Hello, thank you for publishing such an interesting work.
I have a question regarding your loss functions. As I understand you have 4 loss functions (2 from DMD approach and 2 from adversarial training). But it is unclear how you combine them and which modules you update. In the original DMD paper DMD loss is used to update the generator and the fake score prediction model is updated by minimizing a standard denoising objective. But you introduce two more loss functions $L_D, L_G$ and say "Notably, the adversarial loss is used only to update the discriminator head D, while the fake score network $μ_{fake}$ is updated solely with the DMD loss". Which of the two losses ($L_G, L_D$) you call "adversarial" (earlier you called both of them "adversarial objectives")?
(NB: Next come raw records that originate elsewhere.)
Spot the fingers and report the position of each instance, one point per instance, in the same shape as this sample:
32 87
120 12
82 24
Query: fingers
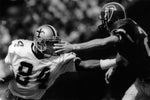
59 51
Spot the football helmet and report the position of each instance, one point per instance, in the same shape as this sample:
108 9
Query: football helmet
44 38
112 12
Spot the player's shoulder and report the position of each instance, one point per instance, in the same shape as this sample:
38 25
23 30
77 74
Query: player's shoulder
19 44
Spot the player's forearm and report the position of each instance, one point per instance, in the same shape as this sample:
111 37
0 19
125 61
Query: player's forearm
95 43
107 63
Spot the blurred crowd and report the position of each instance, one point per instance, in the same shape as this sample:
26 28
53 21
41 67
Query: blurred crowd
74 19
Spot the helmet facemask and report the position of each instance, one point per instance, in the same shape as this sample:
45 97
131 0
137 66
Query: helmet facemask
112 12
45 42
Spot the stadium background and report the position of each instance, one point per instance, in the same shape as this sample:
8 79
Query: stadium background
74 20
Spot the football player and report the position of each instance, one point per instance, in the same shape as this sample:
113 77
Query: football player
130 40
34 66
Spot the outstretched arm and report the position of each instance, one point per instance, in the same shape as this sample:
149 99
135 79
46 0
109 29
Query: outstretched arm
67 47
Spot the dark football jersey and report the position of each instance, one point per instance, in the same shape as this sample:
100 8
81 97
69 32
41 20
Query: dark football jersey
133 45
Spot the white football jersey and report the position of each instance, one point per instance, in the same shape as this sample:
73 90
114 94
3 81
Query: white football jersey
34 76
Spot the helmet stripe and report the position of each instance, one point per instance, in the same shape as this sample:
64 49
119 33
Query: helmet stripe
53 30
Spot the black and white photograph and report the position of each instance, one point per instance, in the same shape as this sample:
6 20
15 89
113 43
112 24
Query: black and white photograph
74 50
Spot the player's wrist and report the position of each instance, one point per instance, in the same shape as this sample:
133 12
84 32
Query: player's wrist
75 47
107 63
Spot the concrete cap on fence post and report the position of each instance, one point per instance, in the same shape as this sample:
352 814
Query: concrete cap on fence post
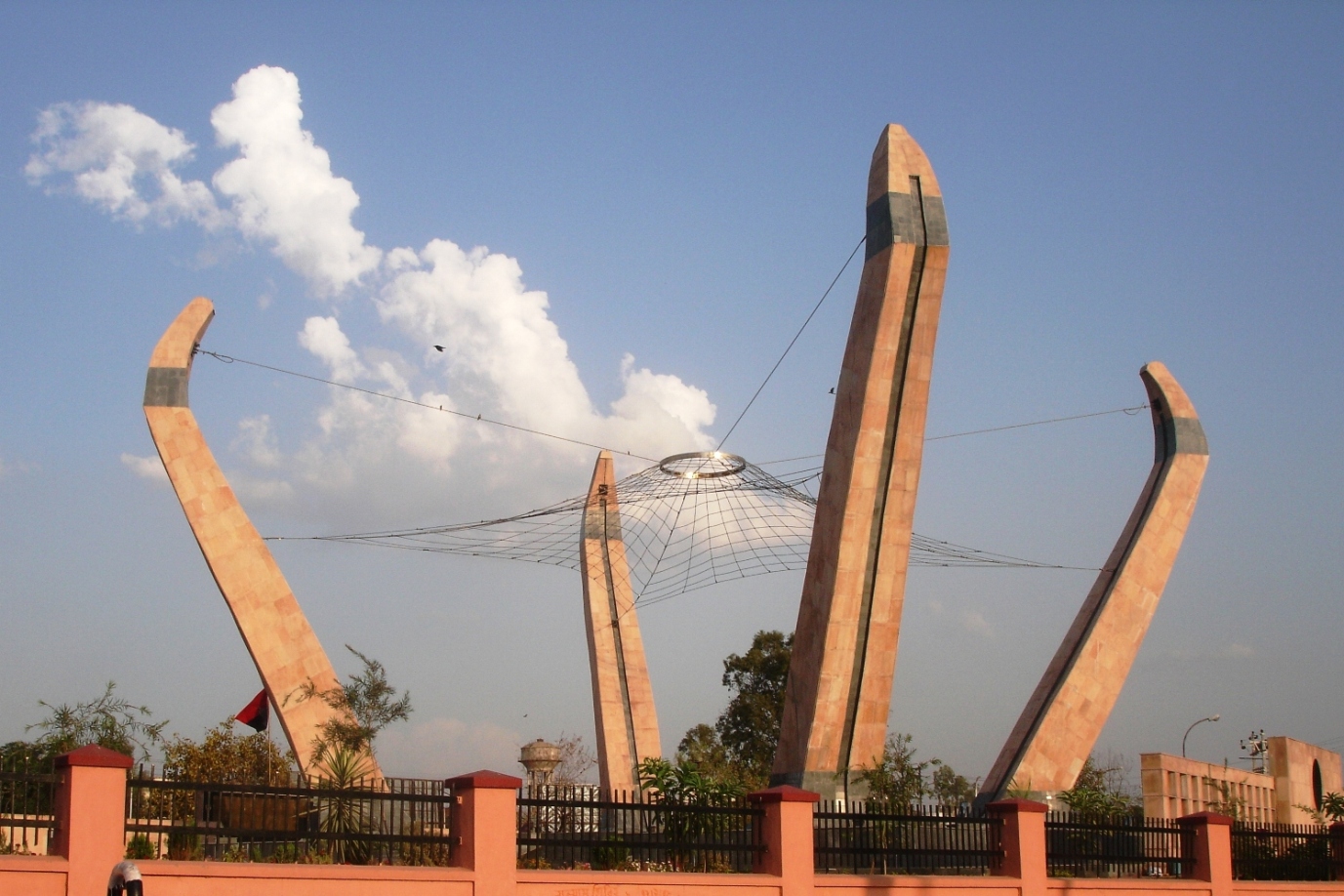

I assume it's $L_D$. Also, what do you mean by "... while the fake score network $μ_{fake}$ is updated solely with the DMD loss"? In the original DMD approach the fake scorer is updated by the standard diffusion loss, you even say it yourself: "The fake score network $μ_{fake}^{\phi}$ is trained with the standard diffusion loss on student-generated videos". Is there a typo? Does that mean that the generator is updated with a combined loss $L_{DMD} + L_G$? If so, shouldn't there be some weight coefficients?
I am very interested in your work but this training pipeline is unclear to me. Hope you will clarify it.